Closed AyaNasser96 closed 2 years ago

AyaNasser96 commented 2 years ago

I've trained my own custom yolov4 (darknet) on 1 class, then convert it to onnx successfully and to IR as well, now I want to infer the IR model with c++ samples, I used those samples ( multi_channel_object_detection_demo_yolov3 and object_detection_demo) and both gives me the following error (Segmentation fault (core dumped)

image

The run code is:

./multi_channel_object_detection_demo_yolov3-m /home/aya/Deployment_project/Plate_IR/Plate_yolov4_1_3_416_416_static.xml -d CPU -i /home/aya/Deployment_project/test_samples/1.jpg

OR

./object_detection_demo -m /home/aya/Deployment_project/Plate_IR/Plate_yolov4_1_3_416_416_static.xml -d CPU -i /home/aya/Deployment_project/test_samples/1.jpg -at yolo -labels /home/aya/Deployment_project/Models/Plate/Plate.txt

I use this docker image: https://hub.docker.com/r/openvino/ubuntu20_dev my cpu is: Intel® Xeon(R) CPU E5-2695 v4 @ 2.10GHz × 6

Is there anything I do wrong ?

vladimir-dudnik commented 2 years ago

@AyaNasser96 OMZ demos are built in assumption that OMZ models will be used at inference.
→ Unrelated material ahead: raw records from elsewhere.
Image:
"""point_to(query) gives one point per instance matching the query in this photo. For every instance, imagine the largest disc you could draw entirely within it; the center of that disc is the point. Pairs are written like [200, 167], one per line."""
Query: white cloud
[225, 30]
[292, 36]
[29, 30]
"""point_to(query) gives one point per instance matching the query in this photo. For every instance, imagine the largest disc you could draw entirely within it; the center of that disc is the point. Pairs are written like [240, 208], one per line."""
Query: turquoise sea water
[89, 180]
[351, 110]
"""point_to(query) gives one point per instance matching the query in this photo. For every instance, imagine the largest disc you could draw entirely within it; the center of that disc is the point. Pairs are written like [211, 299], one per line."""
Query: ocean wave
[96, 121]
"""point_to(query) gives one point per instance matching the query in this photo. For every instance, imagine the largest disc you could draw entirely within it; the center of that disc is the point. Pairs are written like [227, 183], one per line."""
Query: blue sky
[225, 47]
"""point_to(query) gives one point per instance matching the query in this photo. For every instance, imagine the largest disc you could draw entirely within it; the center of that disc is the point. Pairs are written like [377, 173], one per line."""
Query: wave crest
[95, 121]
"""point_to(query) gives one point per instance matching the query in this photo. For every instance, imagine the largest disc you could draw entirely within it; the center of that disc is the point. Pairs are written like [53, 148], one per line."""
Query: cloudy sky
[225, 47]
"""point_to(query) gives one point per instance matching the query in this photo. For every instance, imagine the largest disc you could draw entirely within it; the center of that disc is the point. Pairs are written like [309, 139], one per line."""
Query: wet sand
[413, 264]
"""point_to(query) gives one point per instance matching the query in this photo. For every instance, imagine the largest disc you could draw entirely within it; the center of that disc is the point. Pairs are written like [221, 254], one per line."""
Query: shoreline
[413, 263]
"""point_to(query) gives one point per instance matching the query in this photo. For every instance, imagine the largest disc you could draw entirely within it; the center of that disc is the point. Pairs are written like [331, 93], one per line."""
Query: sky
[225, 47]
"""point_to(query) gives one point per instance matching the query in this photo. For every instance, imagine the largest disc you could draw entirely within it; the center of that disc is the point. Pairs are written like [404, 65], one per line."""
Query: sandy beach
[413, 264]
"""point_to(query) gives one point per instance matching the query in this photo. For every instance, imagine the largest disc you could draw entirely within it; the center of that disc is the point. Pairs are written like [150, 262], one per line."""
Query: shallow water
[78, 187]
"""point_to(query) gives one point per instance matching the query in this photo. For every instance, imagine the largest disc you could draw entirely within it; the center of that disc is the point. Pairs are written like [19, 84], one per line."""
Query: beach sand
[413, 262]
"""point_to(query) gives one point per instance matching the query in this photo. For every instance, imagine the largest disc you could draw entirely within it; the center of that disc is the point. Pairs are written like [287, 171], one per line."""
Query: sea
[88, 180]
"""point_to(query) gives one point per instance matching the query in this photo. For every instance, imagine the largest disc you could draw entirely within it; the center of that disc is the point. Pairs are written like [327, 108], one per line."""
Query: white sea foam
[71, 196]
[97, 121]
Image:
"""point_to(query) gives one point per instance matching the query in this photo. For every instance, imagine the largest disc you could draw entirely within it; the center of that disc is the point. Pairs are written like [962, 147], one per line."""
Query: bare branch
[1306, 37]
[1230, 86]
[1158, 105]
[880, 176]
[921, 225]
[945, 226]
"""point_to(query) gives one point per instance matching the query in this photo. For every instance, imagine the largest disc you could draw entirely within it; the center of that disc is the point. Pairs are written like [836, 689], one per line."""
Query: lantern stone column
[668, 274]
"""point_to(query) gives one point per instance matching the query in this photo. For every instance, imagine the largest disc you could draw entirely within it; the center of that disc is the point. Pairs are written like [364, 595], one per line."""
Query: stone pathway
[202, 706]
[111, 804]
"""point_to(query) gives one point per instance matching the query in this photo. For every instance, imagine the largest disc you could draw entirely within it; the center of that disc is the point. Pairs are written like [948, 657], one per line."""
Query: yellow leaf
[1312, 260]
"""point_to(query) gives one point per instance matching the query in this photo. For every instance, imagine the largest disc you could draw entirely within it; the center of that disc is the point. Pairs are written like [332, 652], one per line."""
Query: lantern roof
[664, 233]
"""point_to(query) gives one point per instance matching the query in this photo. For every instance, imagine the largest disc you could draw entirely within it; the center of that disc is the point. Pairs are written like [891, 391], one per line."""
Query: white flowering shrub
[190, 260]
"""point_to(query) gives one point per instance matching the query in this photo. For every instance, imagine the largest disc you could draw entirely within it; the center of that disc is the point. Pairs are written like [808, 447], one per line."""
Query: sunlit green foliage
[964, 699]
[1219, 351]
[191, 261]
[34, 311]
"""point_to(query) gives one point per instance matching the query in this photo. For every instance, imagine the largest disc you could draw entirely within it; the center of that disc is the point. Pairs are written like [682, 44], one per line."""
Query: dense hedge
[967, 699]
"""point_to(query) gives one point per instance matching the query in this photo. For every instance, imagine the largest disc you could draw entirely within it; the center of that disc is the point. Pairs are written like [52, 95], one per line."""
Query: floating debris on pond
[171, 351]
As you said, you have train your own model and change configuration to have a single detection class, what is different from OMZ public yolo-v4 model. Note, OMZ object_detection_demo provides a couple optional command line params, to specify non default anchors and anchors mask for custom yolo-v4 models. not sure if that is enough to cover case when you have different number of classes, but at least you can try. If this will not help, you'll need to modify demo to implement your custom model output decoding.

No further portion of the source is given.